C’est la partie politique qui est la plus difficile à prévoir car elle a sombré depuis des années dans l’irrationnel et dans des bagarres d’egos. On peut parler des USA, de L’Arabie Saoudite et de la Russie, mais il vaut mieux pour imaginer l’avenir parler de Trump et ses élections américaines, de MBS et de Poutine. Pour gagner les élections Trump a besoin de ne pas se mettre à dos le secteur pétrolier américain, MBS a besoin de nourrir un peuple de fainéants et du soutien des USA contre l’Iran, Poutine veut retrouver une place dans le concert des nations qui se limiterait à un duel USA/Chine. Chacun a besoin des deux autres pour gagner et montre ses muscles.
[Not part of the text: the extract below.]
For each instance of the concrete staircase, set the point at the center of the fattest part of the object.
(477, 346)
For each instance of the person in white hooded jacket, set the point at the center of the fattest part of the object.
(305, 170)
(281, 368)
Le grand absent de cette lutte indécise est l’Europe, mais comment expliquer à des peuples obsédés par l’après pétrole que 85% de l’énergie fournie dans le monde est d’origine fossile-charbon pétrole-gaz, que le pétrole est utilisé à 20% dans l’industrie mondiale, que la première transformation à assurer est celle de la limitation du charbon et en premier lieu l’abandon de son utilisation domestique, que la plupart des pays du monde est sans eau ni électricité et en conséquence recherche une énergie abondante et bon marché, comment expliquer que le monde ne rêve pas de bateaux à voile, d’avions solaires et de voitures électriques, qu’ils ont pris l’habitude de faire fabriquer les produits qui les gênent ailleurs, mais qu’ils leur sont indispensables, bref que nous ne sommes ni dans l’ère post-industrielle ni dans l’ère de la disparition des énergies d’origine fossile. Ils ont fini par intérioriser que cette géopolitique du pétrole était le monde d’hier et s’y intéressent modérément, trouvant d’ailleurs dans les querelles d’egos la justification de leur mépris à l’égard du monde d’hier.
Ce qui est arrivé cette semaine pourrait être pour les peuples européens sinon leurs dirigeants un rappel aux réalités car, tandis que nous dansons autour du volcan, le pays consommateur de fossiles à prix cassés et vendeur de matériel indispensable à tous les autres , c’est encore la Chine.